Unicode Grapheme Clusters

In the post, I am going to talk about a topic that not many programmers know - Unicode grapheme clusters. If you need to write internationalized software, this is an important subject that you should be aware of. It affects how you count the number of characters and how you break the words.

User-perceived Characters

In English, a single character is represented by a single Unicode code point. However, in many writing systems, an user-perceived character may be composed of several Unicode characters. For example, g̈ can be represented by U+0067 (LATIN SMALL LETTER G) and U+0308 (COMBINING DIAERESIS).

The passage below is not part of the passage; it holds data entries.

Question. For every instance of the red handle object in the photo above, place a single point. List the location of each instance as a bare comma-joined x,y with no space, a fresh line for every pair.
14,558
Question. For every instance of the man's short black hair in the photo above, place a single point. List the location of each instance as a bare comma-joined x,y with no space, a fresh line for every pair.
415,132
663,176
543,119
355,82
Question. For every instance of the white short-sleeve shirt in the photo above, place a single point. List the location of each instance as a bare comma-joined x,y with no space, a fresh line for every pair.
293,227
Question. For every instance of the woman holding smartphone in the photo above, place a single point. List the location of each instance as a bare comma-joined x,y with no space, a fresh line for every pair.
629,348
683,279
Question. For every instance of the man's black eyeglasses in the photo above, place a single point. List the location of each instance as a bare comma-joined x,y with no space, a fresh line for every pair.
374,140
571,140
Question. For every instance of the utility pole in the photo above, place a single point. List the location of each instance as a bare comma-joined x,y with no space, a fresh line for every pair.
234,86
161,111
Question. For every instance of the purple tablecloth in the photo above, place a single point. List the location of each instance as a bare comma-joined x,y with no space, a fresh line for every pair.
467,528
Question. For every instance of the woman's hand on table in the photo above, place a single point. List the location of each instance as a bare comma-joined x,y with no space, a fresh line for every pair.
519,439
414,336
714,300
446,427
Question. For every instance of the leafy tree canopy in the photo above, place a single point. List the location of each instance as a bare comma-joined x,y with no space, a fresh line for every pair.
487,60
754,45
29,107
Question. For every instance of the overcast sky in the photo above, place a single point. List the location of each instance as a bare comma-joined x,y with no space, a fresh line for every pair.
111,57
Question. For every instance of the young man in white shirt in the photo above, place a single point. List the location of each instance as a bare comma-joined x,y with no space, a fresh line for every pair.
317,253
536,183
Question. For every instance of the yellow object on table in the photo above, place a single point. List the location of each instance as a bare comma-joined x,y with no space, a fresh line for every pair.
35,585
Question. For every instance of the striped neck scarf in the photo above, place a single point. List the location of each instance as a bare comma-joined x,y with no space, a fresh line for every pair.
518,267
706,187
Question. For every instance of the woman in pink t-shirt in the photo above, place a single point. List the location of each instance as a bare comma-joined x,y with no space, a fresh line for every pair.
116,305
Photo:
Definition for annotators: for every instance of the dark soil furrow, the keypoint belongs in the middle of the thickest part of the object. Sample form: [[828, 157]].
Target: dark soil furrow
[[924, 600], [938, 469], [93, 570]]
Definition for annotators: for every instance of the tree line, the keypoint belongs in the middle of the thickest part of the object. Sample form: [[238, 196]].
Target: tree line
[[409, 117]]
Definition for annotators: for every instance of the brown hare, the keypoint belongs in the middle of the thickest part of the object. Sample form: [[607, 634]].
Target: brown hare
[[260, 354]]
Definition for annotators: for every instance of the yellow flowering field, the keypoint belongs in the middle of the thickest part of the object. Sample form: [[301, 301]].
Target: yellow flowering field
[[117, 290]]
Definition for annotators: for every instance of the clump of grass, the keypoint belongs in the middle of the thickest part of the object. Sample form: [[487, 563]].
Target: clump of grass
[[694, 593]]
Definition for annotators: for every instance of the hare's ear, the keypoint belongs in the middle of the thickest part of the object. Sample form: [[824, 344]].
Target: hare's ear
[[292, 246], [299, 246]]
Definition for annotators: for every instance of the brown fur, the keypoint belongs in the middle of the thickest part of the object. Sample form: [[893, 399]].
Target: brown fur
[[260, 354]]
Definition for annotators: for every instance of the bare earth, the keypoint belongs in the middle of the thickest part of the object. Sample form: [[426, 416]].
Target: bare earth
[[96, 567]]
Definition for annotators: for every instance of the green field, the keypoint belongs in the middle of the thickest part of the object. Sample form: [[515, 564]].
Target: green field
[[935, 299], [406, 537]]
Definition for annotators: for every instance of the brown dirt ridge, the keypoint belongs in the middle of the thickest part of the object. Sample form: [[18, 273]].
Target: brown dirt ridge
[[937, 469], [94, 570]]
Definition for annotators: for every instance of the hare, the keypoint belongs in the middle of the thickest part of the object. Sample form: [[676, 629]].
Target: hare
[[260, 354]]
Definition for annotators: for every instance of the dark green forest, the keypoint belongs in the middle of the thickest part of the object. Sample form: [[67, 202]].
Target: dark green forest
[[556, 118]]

Other examples are Hangul syllables such as gag. 각 can be represented by U+1100 (HANGUL CHOSEONG KIYEOK), U+1161 (HANGUL JUNGSEONG A) and U+11A8 (HANGUL JONGSEONG KIYEOK).

Grapheme Cluster Boundaries

If you are going to write a program that counts the number of characters. One naive approach is to count the number of Unicode code points. However, this may be different from users’ expectation. A better approach is to count the number of grapheme clusters.

#include <unicode/ubrk.h>
#include <unicode/ustring.h>

void find(UChar *string) {
    UErrorCode error = U_ZERO_ERROR;
    UBreakIterator *iterator = ubrk_open(UBRK_CHARACTER, NULL, string, -1, &error);
    int32_t index = ubrk_first(iterator);

    while (index != UBRK_DONE) {
        printf("%d\n", index);
        index = ubrk_next(iterator);
    }

    ubrk_close(iterator);
}

The above program shows how you can find the boundaries of grapheme clusters using ICU library. ICU is a very mature C/C++ and Java libraries for handling Unicode.

Unicode is a complicated subject. For more information, I suggest you to read Unicode Explained written by Jukka K. Korpela.